Sur un bloc-notes, Mikael avait griffonné une dizaine de questions, partant surtout d'idées qui lui étaient venues à l'esprit en lisant l'enquête. Morell fournit une réponse pédagogique à chaque question. Pour finir, Mikael rangea son bloc-notes et expliqua au commissaire en retraite que ces questions n'étaient qu'un prétexte pour venir le voir. Ce qu'il voulait en réalité, c'était bavarder avec lui et pouvoir poser la seule question d'importance : y avait-il quelque chose dans l'enquête qu'il n'avait pas couché sur papier — une réflexion ou une intuition qu'il pourrait lui communiquer ?

Morell, tout comme Henrik Vanger, ayant passé trente-six ans à réfléchir au mystère de la disparition de Harriet, Mikael s'était attendu à rencontrer une certaine réticence à l'égard du nouveau qui venait fouiner dans les fourrés où Morell s'était égaré. Morell, pourtant, n'affichait pas l'ombre d'une hostilité. Il bourra soigneusement sa pipe et craqua une allumette avant de répondre.

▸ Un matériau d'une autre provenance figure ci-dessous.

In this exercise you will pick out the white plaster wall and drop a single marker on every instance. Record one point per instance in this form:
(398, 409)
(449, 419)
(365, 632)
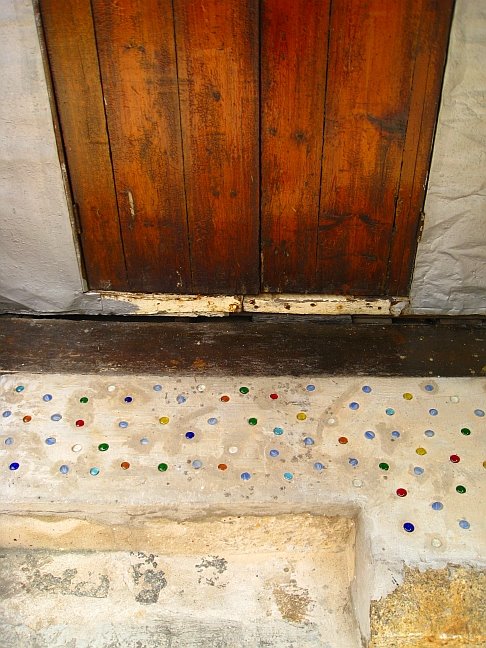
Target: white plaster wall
(450, 269)
(38, 264)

— Oh, bien sûr que j'ai des idées. Mais elles sont tellement vagues et fuyantes que je n'arrive pas très bien à les formuler.

— Qu'est-ce qui est arrivé à Harriet, selon vous ?

— Je crois qu'elle a été assassinée. Là-dessus, je suis d'accord avec Henrik. C'est la seule explication plausible. Mais nous n'avons jamais compris le motif. Je crois qu'elle a été tuée pour une raison précise — ce n'est l'œuvre ni d'un fou ni d'un violeur ou quelque chose comme ça. Si nous connaissions le motif, nous saurions qui l'a tuée.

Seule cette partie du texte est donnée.